The Department of Justice reviewed the recommendation and announced that it would not pursue a case against Clinton or her top aides.

"Late this afternoon, I met with FBI Director James Comey and career prosecutors and agents who conducted the investigation of Secretary Hillary Clinton's use of a personal email system during her time as secretary of state," Attorney General Loretta Lynch said in a statement at the time.

"I received and accepted their unanimous recommendation that the thorough, yearlong investigation be closed and that no charges be brought against any individuals within the scope of the investigation."

But Trump suggested that a meeting that occurred between Bill Clinton and Lynch in the days leading up to the decision made a difference, despite Lynch's denying the case was discussed.

Trump has made Hillary Clinton's email scandal a calling card of his campaign, casting doubt on the ability of the FBI to do its job.

Media

"Did you see Hillary Clinton today? She had this little crowd, and they say, 'Oh, it's the biggest crowd.' She had nothing. She had nothing. And they're talking on television because the media's rigged," he told a crowd in Panama City, Florida, on Oct. 11. "Let me tell you."

Trump also said at that rally that reporters for certain news outlets are "just cogs in a corporate political machine."

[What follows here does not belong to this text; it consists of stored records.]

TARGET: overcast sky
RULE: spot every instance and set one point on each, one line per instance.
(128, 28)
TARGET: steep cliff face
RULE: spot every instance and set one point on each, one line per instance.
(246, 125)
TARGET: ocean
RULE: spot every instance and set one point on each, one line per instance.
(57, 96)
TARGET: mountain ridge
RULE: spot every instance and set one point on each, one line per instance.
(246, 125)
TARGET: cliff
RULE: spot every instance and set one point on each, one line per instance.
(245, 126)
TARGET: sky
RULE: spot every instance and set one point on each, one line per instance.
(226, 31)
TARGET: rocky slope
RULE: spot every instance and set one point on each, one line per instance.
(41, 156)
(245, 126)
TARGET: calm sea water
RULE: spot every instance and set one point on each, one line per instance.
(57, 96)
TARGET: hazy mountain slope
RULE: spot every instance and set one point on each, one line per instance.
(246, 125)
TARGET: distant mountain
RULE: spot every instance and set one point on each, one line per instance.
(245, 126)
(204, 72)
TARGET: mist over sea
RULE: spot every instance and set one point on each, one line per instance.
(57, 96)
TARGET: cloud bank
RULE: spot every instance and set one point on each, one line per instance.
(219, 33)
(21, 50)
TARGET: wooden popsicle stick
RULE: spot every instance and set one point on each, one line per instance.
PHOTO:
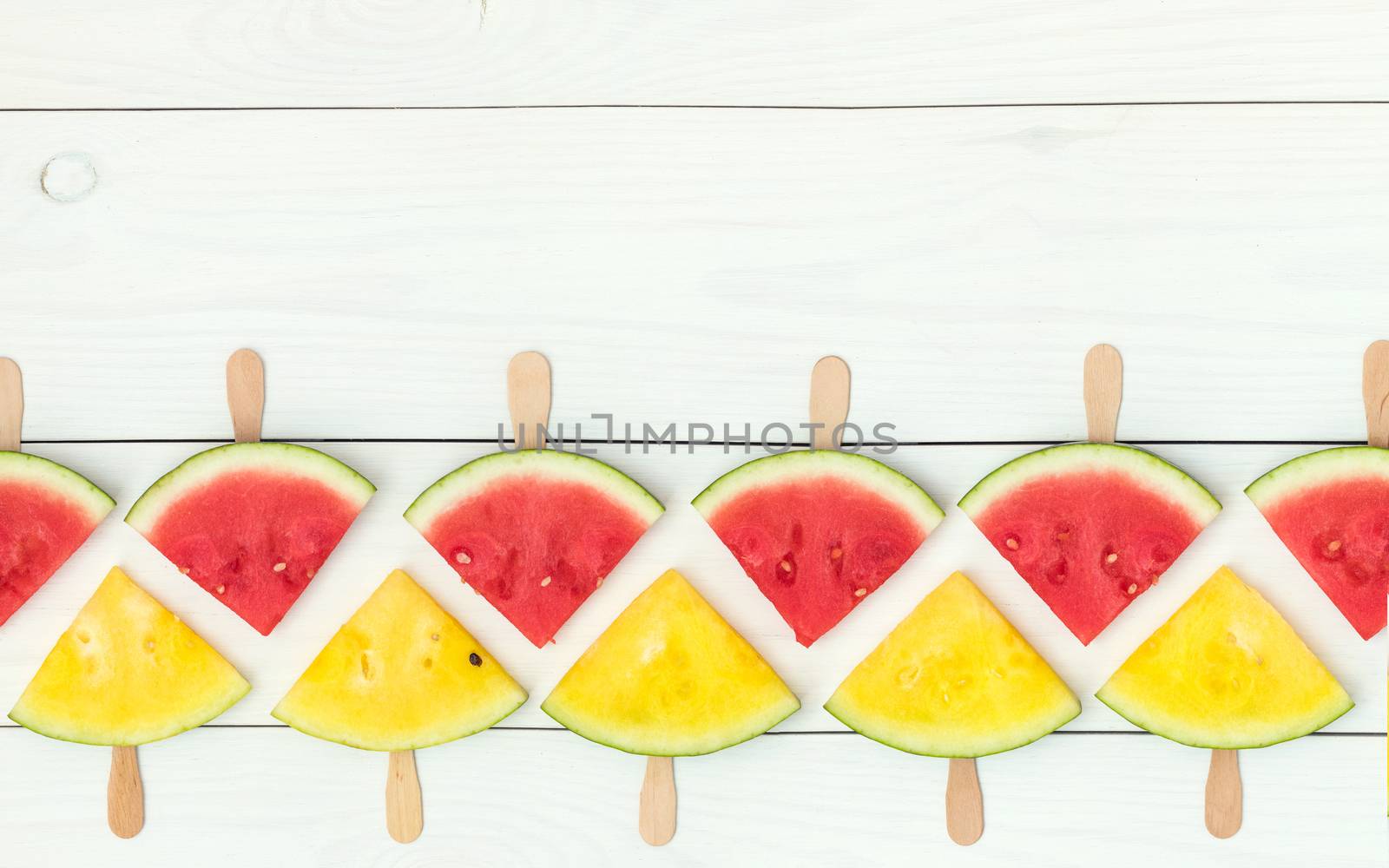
(828, 402)
(405, 803)
(247, 395)
(657, 812)
(11, 404)
(964, 803)
(1377, 393)
(1224, 795)
(1103, 392)
(125, 793)
(528, 398)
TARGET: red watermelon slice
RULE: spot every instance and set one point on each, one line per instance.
(46, 513)
(535, 532)
(1331, 509)
(819, 531)
(252, 523)
(1089, 525)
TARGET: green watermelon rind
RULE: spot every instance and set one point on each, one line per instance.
(713, 745)
(1156, 474)
(550, 464)
(191, 721)
(995, 746)
(1316, 470)
(802, 464)
(207, 465)
(1132, 714)
(59, 479)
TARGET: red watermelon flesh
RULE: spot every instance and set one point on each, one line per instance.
(1337, 525)
(1090, 529)
(254, 532)
(46, 513)
(817, 532)
(534, 532)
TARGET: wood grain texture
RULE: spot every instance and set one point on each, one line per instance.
(203, 53)
(11, 406)
(1377, 393)
(405, 803)
(528, 399)
(828, 402)
(1224, 795)
(381, 541)
(314, 805)
(247, 395)
(705, 264)
(125, 793)
(1103, 388)
(964, 803)
(657, 809)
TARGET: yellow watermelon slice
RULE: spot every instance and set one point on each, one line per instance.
(1226, 673)
(127, 673)
(670, 678)
(402, 674)
(955, 680)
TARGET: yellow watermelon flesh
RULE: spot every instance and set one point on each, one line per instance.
(955, 680)
(670, 678)
(402, 674)
(1226, 673)
(127, 673)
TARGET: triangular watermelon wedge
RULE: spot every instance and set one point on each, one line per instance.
(46, 513)
(1331, 509)
(535, 532)
(819, 531)
(252, 523)
(1089, 525)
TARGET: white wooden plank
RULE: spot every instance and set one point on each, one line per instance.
(201, 53)
(691, 266)
(228, 798)
(381, 541)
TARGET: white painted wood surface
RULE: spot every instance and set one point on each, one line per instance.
(87, 53)
(689, 266)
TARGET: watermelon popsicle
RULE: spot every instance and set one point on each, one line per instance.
(1331, 509)
(46, 510)
(252, 523)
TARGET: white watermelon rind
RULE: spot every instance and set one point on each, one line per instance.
(805, 464)
(985, 746)
(601, 733)
(1316, 470)
(1143, 467)
(288, 458)
(550, 464)
(1131, 708)
(62, 481)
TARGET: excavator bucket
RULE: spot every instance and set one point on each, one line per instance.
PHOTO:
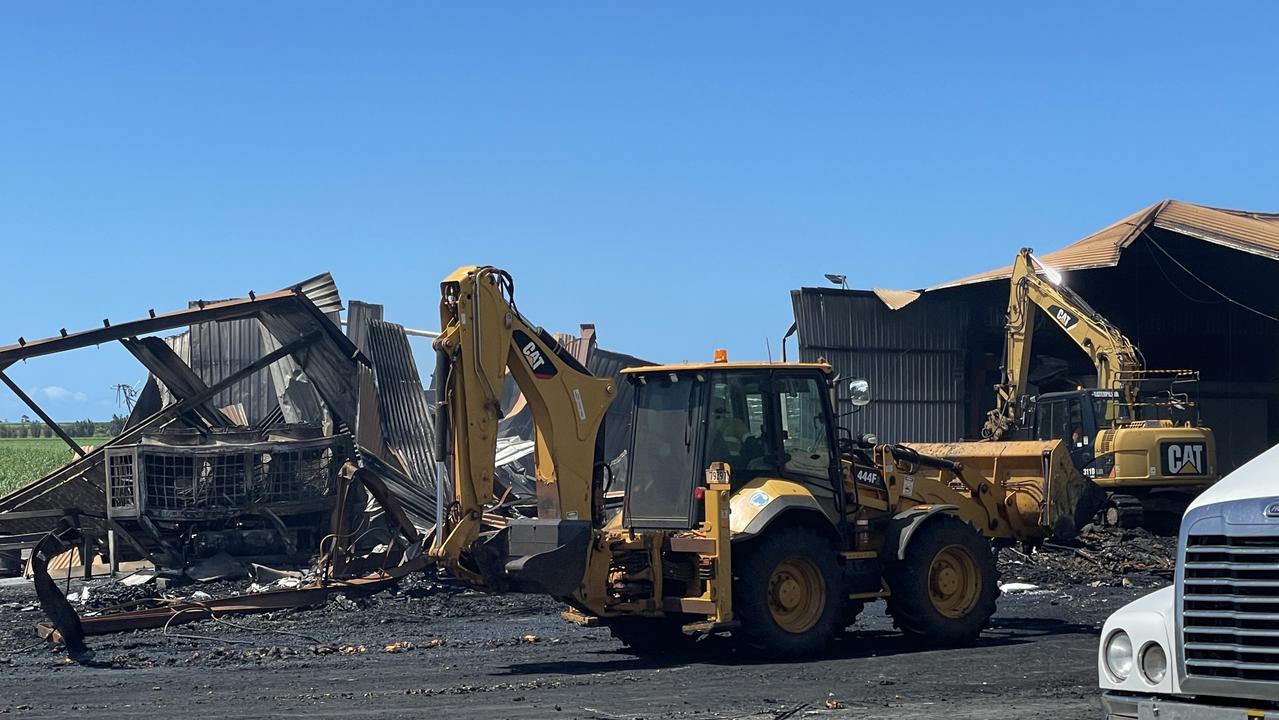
(1043, 490)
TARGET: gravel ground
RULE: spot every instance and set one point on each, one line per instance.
(472, 655)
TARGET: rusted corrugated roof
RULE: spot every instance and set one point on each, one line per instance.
(1248, 232)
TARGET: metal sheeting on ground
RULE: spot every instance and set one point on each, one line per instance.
(406, 418)
(915, 358)
(218, 349)
(368, 431)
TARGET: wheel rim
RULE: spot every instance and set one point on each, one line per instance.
(797, 595)
(954, 581)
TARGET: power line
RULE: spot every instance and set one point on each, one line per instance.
(1187, 270)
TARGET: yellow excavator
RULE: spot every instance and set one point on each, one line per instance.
(1136, 434)
(746, 508)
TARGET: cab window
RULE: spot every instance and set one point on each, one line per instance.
(805, 434)
(737, 425)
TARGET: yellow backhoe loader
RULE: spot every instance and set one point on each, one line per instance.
(1136, 434)
(746, 508)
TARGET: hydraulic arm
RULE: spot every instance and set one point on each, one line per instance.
(484, 335)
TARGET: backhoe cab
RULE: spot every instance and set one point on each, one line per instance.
(746, 508)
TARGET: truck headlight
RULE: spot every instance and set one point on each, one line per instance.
(1119, 655)
(1154, 663)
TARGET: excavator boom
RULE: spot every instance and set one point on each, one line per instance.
(482, 336)
(1113, 354)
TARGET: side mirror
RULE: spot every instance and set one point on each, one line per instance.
(858, 393)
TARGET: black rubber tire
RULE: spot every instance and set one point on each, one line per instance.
(651, 636)
(753, 567)
(911, 604)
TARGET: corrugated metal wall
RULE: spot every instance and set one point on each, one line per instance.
(915, 360)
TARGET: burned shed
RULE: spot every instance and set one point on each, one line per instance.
(189, 477)
(1191, 285)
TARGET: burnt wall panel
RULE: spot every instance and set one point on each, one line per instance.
(915, 360)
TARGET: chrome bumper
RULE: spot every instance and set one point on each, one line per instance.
(1144, 707)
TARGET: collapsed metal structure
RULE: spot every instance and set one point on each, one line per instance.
(267, 434)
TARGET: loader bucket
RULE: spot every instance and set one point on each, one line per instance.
(1043, 487)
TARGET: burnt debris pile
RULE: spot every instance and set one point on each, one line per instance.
(1100, 556)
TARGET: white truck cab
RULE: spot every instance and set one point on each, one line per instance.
(1208, 647)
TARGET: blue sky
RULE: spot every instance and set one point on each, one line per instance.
(668, 170)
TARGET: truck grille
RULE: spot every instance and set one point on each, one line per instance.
(1231, 608)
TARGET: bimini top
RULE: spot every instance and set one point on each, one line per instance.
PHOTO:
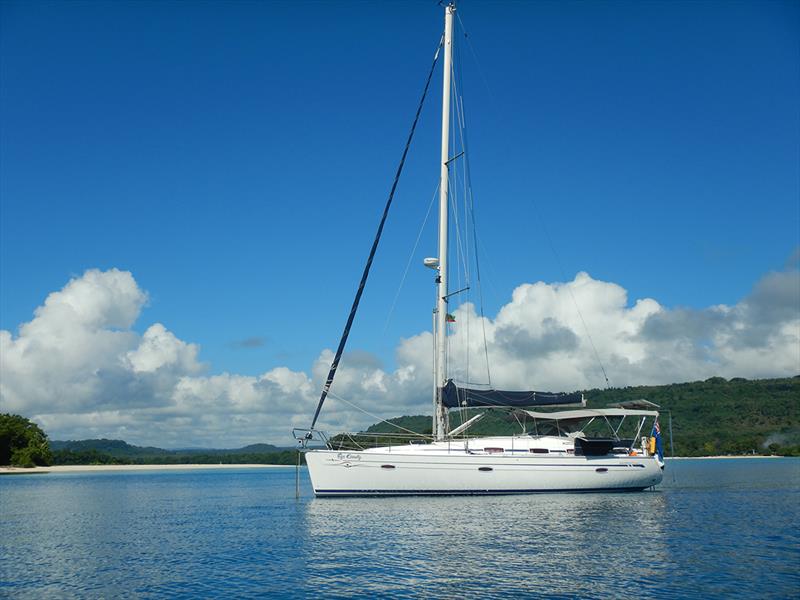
(589, 413)
(454, 396)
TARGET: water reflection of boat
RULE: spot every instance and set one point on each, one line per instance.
(553, 452)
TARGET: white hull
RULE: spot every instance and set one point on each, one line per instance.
(432, 471)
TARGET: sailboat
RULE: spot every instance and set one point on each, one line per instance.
(554, 451)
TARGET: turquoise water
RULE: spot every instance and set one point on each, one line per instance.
(721, 528)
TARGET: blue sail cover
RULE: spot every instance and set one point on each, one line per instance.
(454, 397)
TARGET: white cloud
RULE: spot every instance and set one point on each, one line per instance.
(80, 370)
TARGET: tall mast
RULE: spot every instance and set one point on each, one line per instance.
(440, 417)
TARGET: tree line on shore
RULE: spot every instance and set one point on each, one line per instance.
(711, 417)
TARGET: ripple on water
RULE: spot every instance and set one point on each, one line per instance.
(721, 528)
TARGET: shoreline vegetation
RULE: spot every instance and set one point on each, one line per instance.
(254, 466)
(713, 418)
(102, 468)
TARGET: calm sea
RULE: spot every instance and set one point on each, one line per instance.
(713, 528)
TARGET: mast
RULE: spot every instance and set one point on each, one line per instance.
(440, 339)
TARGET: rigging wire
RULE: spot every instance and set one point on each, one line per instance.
(346, 333)
(369, 414)
(410, 259)
(571, 295)
(541, 221)
(470, 199)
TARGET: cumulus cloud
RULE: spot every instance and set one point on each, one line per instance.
(80, 370)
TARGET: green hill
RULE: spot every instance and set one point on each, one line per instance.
(711, 417)
(103, 451)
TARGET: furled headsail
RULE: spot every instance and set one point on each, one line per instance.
(454, 396)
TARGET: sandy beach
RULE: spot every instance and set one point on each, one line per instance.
(97, 468)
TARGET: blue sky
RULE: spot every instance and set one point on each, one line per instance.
(235, 157)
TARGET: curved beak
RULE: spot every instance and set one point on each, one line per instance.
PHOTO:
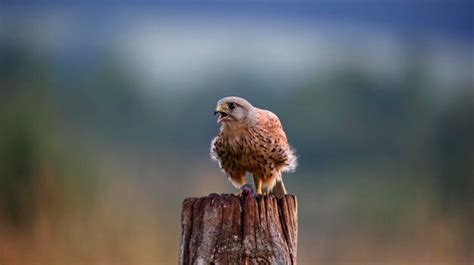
(222, 111)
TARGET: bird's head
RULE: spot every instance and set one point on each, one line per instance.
(232, 110)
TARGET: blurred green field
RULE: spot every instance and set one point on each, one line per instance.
(99, 147)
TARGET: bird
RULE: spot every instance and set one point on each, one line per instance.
(252, 140)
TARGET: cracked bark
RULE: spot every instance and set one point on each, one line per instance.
(228, 229)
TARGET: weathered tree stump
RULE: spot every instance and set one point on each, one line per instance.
(228, 229)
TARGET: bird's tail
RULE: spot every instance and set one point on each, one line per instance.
(279, 189)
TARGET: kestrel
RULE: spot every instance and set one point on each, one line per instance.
(252, 140)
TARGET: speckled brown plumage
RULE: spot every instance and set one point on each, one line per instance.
(251, 140)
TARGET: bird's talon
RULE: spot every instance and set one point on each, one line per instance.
(247, 190)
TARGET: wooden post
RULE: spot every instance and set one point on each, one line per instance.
(228, 229)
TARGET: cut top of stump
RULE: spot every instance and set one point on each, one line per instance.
(229, 229)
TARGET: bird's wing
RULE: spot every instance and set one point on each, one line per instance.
(277, 142)
(272, 127)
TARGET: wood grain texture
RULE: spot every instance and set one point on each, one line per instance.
(228, 229)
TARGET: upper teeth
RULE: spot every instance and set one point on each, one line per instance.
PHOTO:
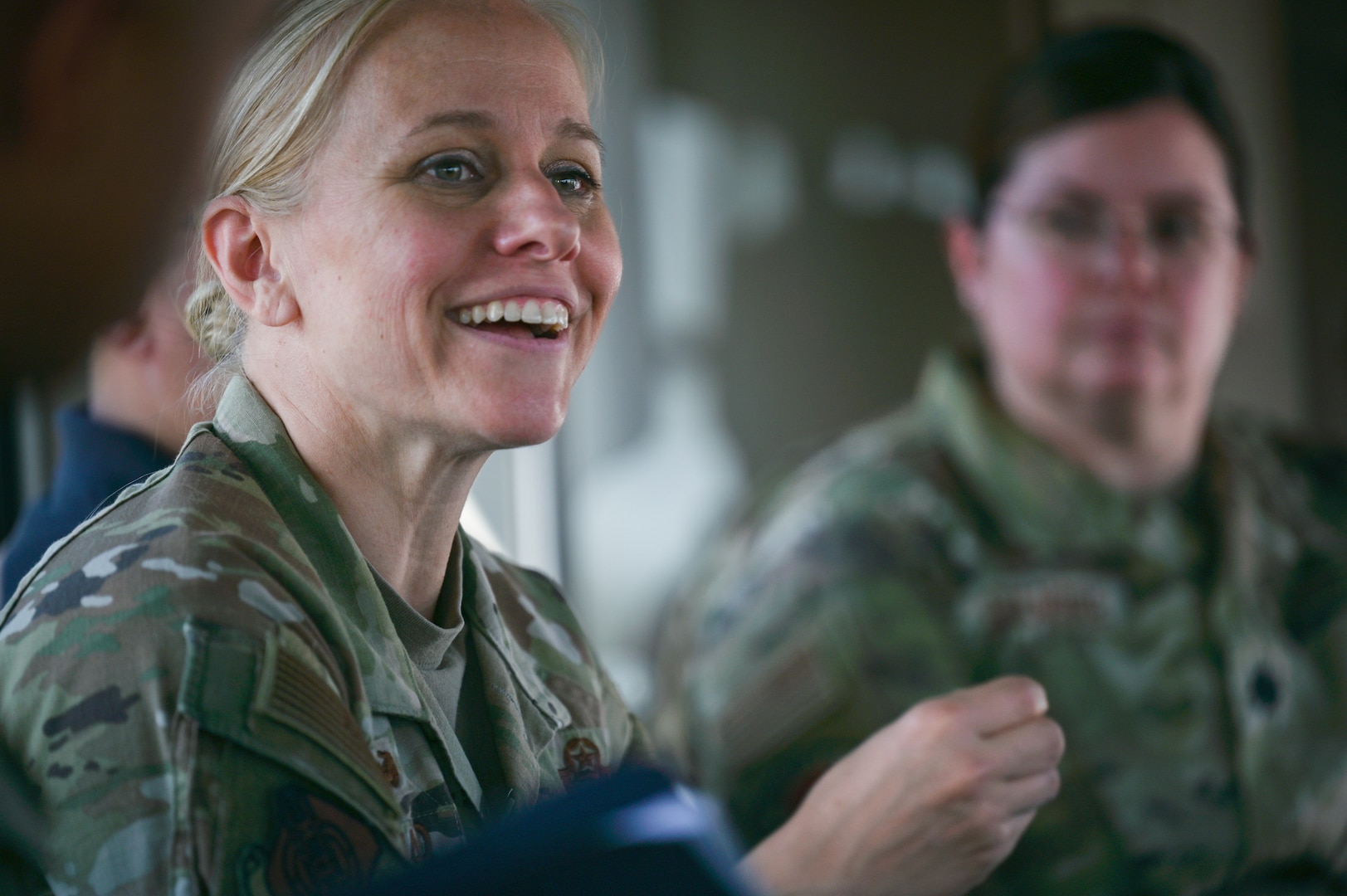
(546, 313)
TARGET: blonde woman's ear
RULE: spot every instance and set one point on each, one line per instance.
(237, 243)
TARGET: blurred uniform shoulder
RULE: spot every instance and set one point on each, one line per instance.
(1314, 468)
(763, 641)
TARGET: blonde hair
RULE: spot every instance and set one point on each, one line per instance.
(279, 112)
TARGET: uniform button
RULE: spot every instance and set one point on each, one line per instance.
(389, 768)
(1262, 689)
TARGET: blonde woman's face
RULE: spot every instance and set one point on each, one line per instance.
(453, 259)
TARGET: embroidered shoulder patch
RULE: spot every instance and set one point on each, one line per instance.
(315, 849)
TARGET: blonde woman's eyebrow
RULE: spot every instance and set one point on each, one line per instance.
(457, 119)
(575, 129)
(569, 129)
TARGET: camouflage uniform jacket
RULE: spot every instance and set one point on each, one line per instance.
(207, 682)
(1193, 645)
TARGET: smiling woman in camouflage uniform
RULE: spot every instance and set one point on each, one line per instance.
(1061, 507)
(279, 665)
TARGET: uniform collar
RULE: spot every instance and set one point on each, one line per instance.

He has repeatedly assailed the media as dishonest, whipping crowds into a frenzy at stops across the country.

NOT RIGGED

Beauty Pageant

In 2012, Miss USA contestant Sheena Monnin alleged that the contest was a "fraud" because, she said, contestants knew the finalists before they were announced publicly.

Another contestant made the same claim, but Trump, who owned the Miss Universe Organization, which ran the Miss USA contest, sued for defamation.

At the time, Trump called the claims "trashy" and nothing more than "loser's remorse."

Trump ultimately won the suit and $5 million in damages.

Olympics

In 2012, Trump tweeted that China was "cooking up conspiracy theories that the Olympics are rigged."